Lets write a blog post about programming as a variation to all my writings about game design.

Before I started studying at Gotland University (which was merged into Uppsala University earlier this summer), I had programmed in high-school for two years in Java. Among the things I wrote there was an Asteroids game, a game of the Swedish card game Vändåtta with network code (although you had to know the IP for that, so no MMO game) and a game where you where moving a ball towards your mouse and the primary goal was to kill other balls with it.

However at Gotland University, we was going to work with C++. Even though I know that Java is based on C++, I was still unsure of how things were going to go for me programming in C++. And it went a lot better than I expected. Aside from dynamic memory allocation and pointers, both languages are essentially the same with a few syntax differences and different names for methods.

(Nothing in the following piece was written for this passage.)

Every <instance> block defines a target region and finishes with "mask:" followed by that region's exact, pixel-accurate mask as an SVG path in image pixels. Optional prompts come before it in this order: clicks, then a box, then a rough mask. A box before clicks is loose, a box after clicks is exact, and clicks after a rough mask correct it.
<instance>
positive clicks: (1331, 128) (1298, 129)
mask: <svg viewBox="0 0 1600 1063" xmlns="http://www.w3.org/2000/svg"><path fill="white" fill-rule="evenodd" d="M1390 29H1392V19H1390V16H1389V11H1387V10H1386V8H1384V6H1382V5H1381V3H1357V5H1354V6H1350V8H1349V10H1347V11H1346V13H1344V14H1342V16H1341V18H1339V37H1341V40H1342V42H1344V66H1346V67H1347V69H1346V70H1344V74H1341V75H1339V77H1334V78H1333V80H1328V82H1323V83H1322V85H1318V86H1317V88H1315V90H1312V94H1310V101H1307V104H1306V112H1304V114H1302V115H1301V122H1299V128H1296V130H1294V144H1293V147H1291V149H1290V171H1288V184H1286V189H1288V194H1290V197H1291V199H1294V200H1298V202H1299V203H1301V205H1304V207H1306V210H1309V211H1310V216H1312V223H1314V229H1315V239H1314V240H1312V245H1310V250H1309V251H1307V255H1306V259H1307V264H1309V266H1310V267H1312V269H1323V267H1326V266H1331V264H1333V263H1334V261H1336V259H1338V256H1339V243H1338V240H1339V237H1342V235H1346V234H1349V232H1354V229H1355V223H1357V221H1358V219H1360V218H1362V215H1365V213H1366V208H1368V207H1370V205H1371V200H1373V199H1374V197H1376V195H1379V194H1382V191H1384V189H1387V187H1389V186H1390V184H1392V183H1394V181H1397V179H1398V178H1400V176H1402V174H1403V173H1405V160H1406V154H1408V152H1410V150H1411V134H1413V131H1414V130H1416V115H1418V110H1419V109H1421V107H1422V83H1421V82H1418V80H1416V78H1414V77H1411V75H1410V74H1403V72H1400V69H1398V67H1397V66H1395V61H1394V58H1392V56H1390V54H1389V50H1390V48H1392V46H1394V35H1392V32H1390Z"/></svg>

At the end of my first semester, I had not only managed to learn a new programming language (C++), a new Integrated Development Environment (Visual Studio) and a new multimedia library (SDL), I had also managed to use those things to re-create the ball game I wrote in high-school (although with less features, as I had more time to do the initial game in high-school). By the end of next semester, I had managed to program in another new multimedia library (SFML) and learned lots of new things on the way there (mostly things that only programmers can appriciate, but that’s another discussion).

There is two important reasons to as of why I learned so much so quickly. The first one is my motivation, I want to learn to program. There is always something to learn and there are always a million and one ways to improve the code that you’ve already written. The Game Design and Programming program was the best programming program I could find in Sweden (although Game Design is very interesting as well).

The second factor is that I had two really awesome teachers at Gotland University; Rikard Jaksch and Ted Wikman. Both of them where really good and helpful to me when I had those as teachers. Long story short, I don’t think I could’ve asked for any better teachers to have during my first year at University. Once again big thanks to both of you.

So the next time you question that think among the lines of “I will never be able to learn something that quickly” I want to say this for you. You can achieve a lot more in short time than you might think as long as you are motivated to learn it. And it doesn’t apply to just programming either, it applies to art, game design, music creation, cooking or just about anything else in life.